Search code examples
javaregexalgorithmparsingplaintext

Parsing data from structured document with ambiguous labeling


I am attempting to move legal documents from ancient SGML files into a database. Using regular expressions in java, I have had pretty good luck. However, I have run into a slight problem. It appears that the labeling for each part of the document is not standard between documents. For instance, the most common labeling is:

(<numeric>)
    (<alpah>)
        (<ROMAN>)
            (<ALPHA>)

Ex. (1)(a)(I)(A)

However, there are other documents that have variations, with the possibility of () being thrown in there. My current algorithm has hard coded RegExs that match each element at each level. But I need a way to dynamically set the label type for each level as I work my way through the document.

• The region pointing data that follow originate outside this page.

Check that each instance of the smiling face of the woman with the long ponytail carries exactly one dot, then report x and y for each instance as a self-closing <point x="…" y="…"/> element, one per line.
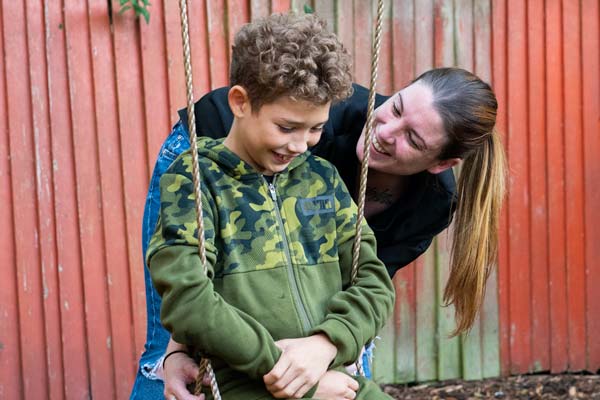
<point x="408" y="134"/>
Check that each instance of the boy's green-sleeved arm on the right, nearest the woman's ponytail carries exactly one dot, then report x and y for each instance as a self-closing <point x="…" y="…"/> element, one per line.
<point x="356" y="314"/>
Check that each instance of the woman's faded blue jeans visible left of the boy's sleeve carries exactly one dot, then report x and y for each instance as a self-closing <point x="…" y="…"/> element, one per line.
<point x="147" y="385"/>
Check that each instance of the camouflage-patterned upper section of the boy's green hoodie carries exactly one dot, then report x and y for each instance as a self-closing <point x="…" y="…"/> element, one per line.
<point x="316" y="210"/>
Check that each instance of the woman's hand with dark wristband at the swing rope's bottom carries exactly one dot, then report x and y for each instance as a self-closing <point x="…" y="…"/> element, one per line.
<point x="179" y="370"/>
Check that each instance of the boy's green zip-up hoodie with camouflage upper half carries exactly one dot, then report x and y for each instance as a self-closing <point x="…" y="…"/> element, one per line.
<point x="279" y="260"/>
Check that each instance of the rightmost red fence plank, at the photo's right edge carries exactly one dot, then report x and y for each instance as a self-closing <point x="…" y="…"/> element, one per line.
<point x="590" y="37"/>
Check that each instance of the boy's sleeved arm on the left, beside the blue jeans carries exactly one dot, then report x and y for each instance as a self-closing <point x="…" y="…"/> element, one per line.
<point x="191" y="310"/>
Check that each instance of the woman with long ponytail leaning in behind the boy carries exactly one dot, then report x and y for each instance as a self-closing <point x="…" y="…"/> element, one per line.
<point x="446" y="116"/>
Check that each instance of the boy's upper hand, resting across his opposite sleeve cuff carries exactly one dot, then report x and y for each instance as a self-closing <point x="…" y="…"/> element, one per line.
<point x="303" y="362"/>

Has anyone come across an issue like this? Does anyone have any suggestions?

Thanks in advance.

EDIT:

Here are the RegExs I use to parse out the different items:

Section: ^<tab>(<b>)?\d{1,4}(\.\d+)?-((\d{1,4}(\.\d+)?)(-|\.)?){3}
SubSection: \.?\s*(<\/b>|<tab>|^)\s*\(\d+(\.\d+)?\)\s+($|<b>|[A-Z"]|\([a-z](.\d+)?\)\s*(\((XC|XL|L?X{0,3})(IX|IV|V?I{0,3})(\.\d+)?\)\s*(\([A-Z](.\d+)?\))?)?\s*.)
Paragraph: (^|<tab>|\s+|\(\d+(\.\d+)?\)\s+)\([a-z](.\d+)?\)(\s+$|\s+<b>|\s+[A-Z"]|\s*\((XC|XL|L?X{0,3})(IX|IV|V?I{0,3})(\.\d+)?\)(\([A-Z](.\d+)?\))?\s*[A-Z"]?)
SubParagraph: (\)|<tab>|<\/b>)\s*\((XC|XL|L?X{0,3})(IX|IV|V?I{0,3})(\.\d+)?\)\s+($|[A-Z"<]|\([A-Z](.\d+)?\)\s*[A-Z"])
SubSubParagraph: (<tab>|\)\s*)\([A-Z](.\d+)?\)\s+([A-Z"]|$)

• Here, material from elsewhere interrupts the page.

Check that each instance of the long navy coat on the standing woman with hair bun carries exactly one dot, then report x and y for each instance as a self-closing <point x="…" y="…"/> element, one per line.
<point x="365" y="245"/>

And here's some example text. I misspoke earlier. Although the ultimate source of the data is in SGML, I am parsing something slightly different. Besides having style tags, it is more or less plain text.

<tab><b>SECTION 5.</b>  In Colorado Revised Statutes, 13-5-142, <b>amend</b> (1)
introductory portion, (1)(b), and (3)(b)(II) as follows:

<tab><b>13-5-142.  National instant criminal background check system - reporting.</b>
(1)  On and after March 20, 2013, the state court administrator shall send electronically
the following information to the Colorado bureau of investigation created pursuant to
section 24-33.5-401, referred to in this section as the "bureau":

<tab>(b)  The name of each person who has been committed by order of the court to the
custody of the office of behavioral health in the department of human services pursuant
to section 27-81-112 or 27-82-108; and

<tab>(3)  The state court administrator shall take all necessary steps to cancel a record
made by the state court administrator in the national instant criminal background check
system if:

<tab>(b)  No less than three years before the date of the written request:

<tab>(II)  The period of commitment of the most recent order of commitment or
recommitment expired, or a court entered an order terminating the person's incapacity or
discharging the person from commitment in the nature of habeas corpus, if the record in
the national instant criminal background check system is based on an order of
commitment to the custody of the office of behavioral health in the department of human
services; except that the state court administrator shall not cancel any record pertaining to
a person with respect to whom two recommitment orders have been entered pursuant to
section 27-81-112 (7) and (8), or who was discharged from treatment pursuant to section
27-81-112 (11) on the grounds that further treatment is not likely to bring about
significant improvement in the person's condition; or

Solution

  • Your statement of the problem is vague, so the only possible answers are general approaches. I've worked on imprecisely formatted document conversions like this.

    A tool from CS that can help is a state machine. It's appropriate if you can detect (e.g. with regex) that the format is changing to new convention. This changes the state, which in this case is equivalent to the translator to use on the current and following chunks of text. It remains in effect until the next state change. Overall the algorithm looks like this:

    translator = DEFAULT 
    while (chunks of input remain) {
      chunk = GetNextChunkOfInput // a line, paragraph, etc.
      new_translator = ScanChunkForStateChange(chunk, translator)
      if (new_translator != null) translator = new_translator // found a state change!
      print(translator.Translate(chunk))  // use the translator on the chunk
    }
    

    Within this framework, it's a fiddly process to design translators and the state change predicate. All you can hope to do is try, examine output, and fix problems, repeating until you can't get any better. At that point you've probably discovered a maximal structure in the input, so algorithms that work with pattern matching alone (without trying to model semantics e.g. with an AI) won't get you too much farther.